CHARACTERIZING THE TISSUE-SPECIFIC SPLICING ACTIVITY AND LOCALIZATION PROPERTIES OF RNA BINDING PROTEINS

RNA Binding Proteins regulate in part alternative pre-mRNA splicing and, in turn, gene expression patterns. Alternative splicing is regulated by cis-elements on the pre-mRNA and trans-acting RNA binding proteins (RBPs). Polypyrimidine tract binding proteins PTBP1 and PTBP2 are paralogous RNA binding proteins that share 74% amino acid sequence identity and have a similar domain organization of four structured RNA-recognition motifs connected by unstructured linker regions and an N-terminal region. The differences in PTBP1 and PTBP2 expression regulate pre-mRNA splicing of gene transcripts necessary for neuronal development, but how these paralogous proteins exert different splicing outcomes is not well understood.

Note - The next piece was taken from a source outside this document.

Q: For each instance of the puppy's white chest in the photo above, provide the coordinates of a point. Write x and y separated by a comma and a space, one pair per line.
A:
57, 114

Previous studies revealed that PTBP2 is distinctly post-translationally phosphorylated in the unstructured N-terminal, Linker 1, and Linker 2 regions that share less sequence identity with PTBP1. In this study, we aimed to determine the role of these linker regions in the differential splicing activity of PTBP1 and PTBP2. To this end, we created hybrid PTBP1-PTBP2 proteins that had linker regions of PTBP1 inserted to an otherwise PTBP2 protein and assayed the constructs for splicing activity on exons regulated differentially by the paralogs. Our results support a role for PTBP2 linker regions in dictating its neuronal specific splicing activity. We also aimed to characterize regions that dictate PTBP1 cellular localization. PTBP1 is nuclear at steady state. PTBP1 contains an N-terminal nuclear import and export sequence. Yet, deletion of the RRM2 region abolishes PTBP1 nuclear export suggesting the presence of additional regions, protein-protein, protein-RNA interactions required for export. To this end, we aimed to identify and characterize five potential nuclear export sequences in the RRM2 region. These studies have the potential to reveal a novel mode of cellular localization for RNA binding proteins using both a N-terminal export sequence and an auxiliary motif in an RRM.